ILOM on X4x00 - temperature monitoring snmp, automatic shutdown
Hello,
we run some X4100/X4200 servers. I want to monitor temperatures via ILOM's snmp interface. Unfortunately I get all kind of information with snmpwalk like sensor typ, hysteresis, unit, .... except the current sensor readings.Did anybody succeed in reporting temperatur sensor readings via snmp with ILOM ? We run ILOM firmware 1.0, build 6464.
Additionally I need to verify that some automatic shutdown happens once a system gets too hot. To test I would like to lower the temperature sensor threshold. How can I do this,how can I lower the temperature thresholds in ILOM?

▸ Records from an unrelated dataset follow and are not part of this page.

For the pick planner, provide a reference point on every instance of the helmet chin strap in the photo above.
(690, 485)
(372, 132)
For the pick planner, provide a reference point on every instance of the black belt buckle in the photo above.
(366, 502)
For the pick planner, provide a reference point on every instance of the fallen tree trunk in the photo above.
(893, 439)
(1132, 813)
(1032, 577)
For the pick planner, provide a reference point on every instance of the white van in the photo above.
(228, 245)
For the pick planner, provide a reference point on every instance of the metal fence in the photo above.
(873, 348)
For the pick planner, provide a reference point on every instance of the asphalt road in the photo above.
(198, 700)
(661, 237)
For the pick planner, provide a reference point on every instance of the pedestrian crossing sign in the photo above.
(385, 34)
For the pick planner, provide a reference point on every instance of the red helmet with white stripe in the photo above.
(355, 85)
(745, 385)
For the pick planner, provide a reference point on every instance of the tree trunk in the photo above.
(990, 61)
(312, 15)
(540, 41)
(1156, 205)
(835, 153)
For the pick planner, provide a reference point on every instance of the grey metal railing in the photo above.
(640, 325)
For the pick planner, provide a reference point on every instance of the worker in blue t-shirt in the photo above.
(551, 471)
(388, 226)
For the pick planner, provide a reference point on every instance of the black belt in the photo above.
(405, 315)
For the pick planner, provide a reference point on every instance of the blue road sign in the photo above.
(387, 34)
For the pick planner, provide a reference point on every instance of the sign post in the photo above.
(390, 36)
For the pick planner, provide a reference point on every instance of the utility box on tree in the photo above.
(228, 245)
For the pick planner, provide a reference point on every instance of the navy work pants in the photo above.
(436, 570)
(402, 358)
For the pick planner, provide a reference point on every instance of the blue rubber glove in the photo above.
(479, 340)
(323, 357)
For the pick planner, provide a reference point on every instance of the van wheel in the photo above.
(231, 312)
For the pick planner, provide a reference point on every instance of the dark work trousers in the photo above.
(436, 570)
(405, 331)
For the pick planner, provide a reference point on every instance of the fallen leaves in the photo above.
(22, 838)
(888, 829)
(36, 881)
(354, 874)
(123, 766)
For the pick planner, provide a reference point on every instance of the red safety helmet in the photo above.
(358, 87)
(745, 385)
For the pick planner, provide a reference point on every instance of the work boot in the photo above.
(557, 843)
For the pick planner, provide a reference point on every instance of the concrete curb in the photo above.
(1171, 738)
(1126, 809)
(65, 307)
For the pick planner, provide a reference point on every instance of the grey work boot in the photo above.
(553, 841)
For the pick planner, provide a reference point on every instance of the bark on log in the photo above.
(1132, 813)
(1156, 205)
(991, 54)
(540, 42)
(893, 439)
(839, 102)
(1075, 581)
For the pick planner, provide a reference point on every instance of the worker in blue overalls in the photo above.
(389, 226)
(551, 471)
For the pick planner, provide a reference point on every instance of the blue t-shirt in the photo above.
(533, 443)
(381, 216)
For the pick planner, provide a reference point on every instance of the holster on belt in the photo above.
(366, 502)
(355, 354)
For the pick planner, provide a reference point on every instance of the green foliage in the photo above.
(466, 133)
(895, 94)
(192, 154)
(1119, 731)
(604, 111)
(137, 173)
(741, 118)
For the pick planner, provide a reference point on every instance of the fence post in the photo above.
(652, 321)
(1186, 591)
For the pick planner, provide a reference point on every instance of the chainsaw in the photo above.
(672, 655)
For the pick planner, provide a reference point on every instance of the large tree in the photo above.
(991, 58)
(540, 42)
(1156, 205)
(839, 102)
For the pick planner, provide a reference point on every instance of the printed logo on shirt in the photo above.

Any help is greatly apreciated, with kind regards,
Heinrich
[686 byte] By [
hebheb] at [2007-11-26 9:31:08]

# 1
I'm trying to get thermal shutdowns to happen, too, for a cluster of X4100s managed with N1SM. I don't use SNMP, though. I've found that the ILOMs have good support for IPMI. e.g.
echo changeme > changeme
ipmitool -u root -f changeme -H 192.168.1.20 sensor list
I can set the sensor thresholds with ... sensor thresh fp.t_amb unr 33
Thresholds set this way don't stick across power-cycling the ILOM, so I'll probably set up a cron job to set them.

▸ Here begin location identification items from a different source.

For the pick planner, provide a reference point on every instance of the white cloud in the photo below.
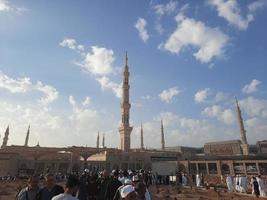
(78, 124)
(107, 84)
(4, 5)
(87, 101)
(141, 27)
(23, 85)
(146, 97)
(256, 5)
(99, 61)
(189, 32)
(251, 87)
(72, 44)
(227, 116)
(168, 94)
(230, 11)
(161, 9)
(254, 107)
(202, 95)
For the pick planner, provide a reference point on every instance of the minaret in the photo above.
(142, 138)
(97, 140)
(162, 137)
(5, 139)
(27, 137)
(244, 143)
(103, 141)
(125, 129)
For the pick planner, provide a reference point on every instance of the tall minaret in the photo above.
(142, 138)
(125, 129)
(97, 140)
(5, 139)
(103, 141)
(244, 145)
(162, 137)
(27, 137)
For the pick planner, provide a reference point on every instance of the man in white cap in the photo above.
(198, 180)
(128, 193)
(229, 182)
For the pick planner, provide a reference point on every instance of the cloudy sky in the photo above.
(61, 63)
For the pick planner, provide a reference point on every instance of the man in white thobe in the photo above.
(229, 182)
(262, 188)
(198, 180)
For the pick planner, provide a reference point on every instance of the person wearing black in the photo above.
(30, 192)
(83, 193)
(92, 187)
(113, 186)
(50, 190)
(255, 186)
(103, 185)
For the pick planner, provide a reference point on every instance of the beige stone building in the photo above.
(216, 158)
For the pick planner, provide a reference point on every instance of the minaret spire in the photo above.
(97, 140)
(125, 129)
(27, 137)
(5, 139)
(103, 141)
(244, 145)
(162, 137)
(142, 137)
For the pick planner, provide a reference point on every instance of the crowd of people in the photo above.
(117, 185)
(240, 183)
(124, 185)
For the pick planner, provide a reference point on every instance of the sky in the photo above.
(61, 68)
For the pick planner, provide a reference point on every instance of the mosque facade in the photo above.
(215, 158)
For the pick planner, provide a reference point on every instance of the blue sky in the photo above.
(61, 62)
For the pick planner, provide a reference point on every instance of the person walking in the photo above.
(50, 190)
(255, 187)
(71, 188)
(229, 182)
(261, 186)
(30, 192)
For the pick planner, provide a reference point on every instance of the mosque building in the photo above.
(215, 158)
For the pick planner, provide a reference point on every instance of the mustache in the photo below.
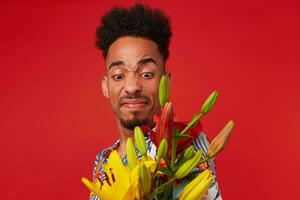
(134, 96)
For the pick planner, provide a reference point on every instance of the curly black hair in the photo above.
(137, 21)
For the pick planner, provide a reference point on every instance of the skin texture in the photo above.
(134, 67)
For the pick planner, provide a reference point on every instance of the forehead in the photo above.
(132, 49)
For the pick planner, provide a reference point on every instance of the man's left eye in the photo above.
(147, 75)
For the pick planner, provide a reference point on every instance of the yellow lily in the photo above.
(197, 188)
(120, 182)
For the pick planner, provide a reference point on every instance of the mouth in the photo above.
(134, 104)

The machine does a hard shutdown a few seconds after a sensor exceeds it's non-recoverable threshold. It never seems to shut down or signal the OS with ACPI or anything when the critical or non-critical (warning) thresholds are exceeded. It does log it in the sensor log, and I think sends an IPMI alert, since N1SM configures the master machine as an alert target. (in the ILOM cli, show /SP/alerts, or something).

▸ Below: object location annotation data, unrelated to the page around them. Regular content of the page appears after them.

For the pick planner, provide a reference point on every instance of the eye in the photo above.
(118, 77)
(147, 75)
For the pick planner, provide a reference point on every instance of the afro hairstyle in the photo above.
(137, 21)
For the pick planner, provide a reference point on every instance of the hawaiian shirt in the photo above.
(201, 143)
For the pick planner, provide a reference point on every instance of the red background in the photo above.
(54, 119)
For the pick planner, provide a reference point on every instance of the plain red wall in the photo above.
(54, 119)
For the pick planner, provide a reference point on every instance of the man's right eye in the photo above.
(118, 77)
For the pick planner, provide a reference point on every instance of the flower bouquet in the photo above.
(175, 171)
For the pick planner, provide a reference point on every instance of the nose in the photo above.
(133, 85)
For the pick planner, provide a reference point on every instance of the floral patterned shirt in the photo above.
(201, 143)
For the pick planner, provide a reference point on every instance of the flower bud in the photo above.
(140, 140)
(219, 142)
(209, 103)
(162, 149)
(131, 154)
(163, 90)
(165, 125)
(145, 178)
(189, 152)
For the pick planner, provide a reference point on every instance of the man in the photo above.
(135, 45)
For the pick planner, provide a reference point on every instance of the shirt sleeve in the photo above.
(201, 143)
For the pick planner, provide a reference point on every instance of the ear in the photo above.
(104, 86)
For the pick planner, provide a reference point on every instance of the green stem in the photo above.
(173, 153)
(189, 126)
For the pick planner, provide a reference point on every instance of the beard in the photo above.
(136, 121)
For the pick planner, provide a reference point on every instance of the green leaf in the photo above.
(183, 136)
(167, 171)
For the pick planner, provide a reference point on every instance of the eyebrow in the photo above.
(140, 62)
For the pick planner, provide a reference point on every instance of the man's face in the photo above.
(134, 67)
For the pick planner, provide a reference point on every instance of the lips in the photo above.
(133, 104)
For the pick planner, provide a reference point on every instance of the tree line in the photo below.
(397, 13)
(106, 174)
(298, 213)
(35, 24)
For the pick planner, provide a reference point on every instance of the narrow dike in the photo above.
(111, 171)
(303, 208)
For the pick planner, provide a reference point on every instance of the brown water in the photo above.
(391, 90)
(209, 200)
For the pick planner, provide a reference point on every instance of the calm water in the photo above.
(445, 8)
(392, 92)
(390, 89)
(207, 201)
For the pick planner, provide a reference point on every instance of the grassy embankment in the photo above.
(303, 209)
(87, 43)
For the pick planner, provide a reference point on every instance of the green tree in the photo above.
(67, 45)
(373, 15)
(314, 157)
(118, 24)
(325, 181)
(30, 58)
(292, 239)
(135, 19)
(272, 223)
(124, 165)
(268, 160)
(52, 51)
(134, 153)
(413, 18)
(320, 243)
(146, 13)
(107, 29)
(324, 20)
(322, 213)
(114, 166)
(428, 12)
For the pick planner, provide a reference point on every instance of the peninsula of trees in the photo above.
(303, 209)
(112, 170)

ipmitool(1m) says that the soft shutdown command is done by having ACPI signal the OS that there is a "fatal overtemperature". I had assumed that that was what N1SM used to soft-power-off machines, but it seems that ipmitool ... power soft doesn't actually do anything to Solaris 10u1 amd64. So that's what I need to fix, I guess. I could try booting GNU/Linux from a CD to maybe see the ACPI events and make sure they're really being sent...
Anyway, I'd love to hear how to get Solaris to soft shutdown on critical temps. If I don't figure it out soon, I'll just lower the "non-recoverable" thresholds, since I'm just running grid engine on nodes provisioned from a flash archive, so I don't need to worry too much about clean shutdowns.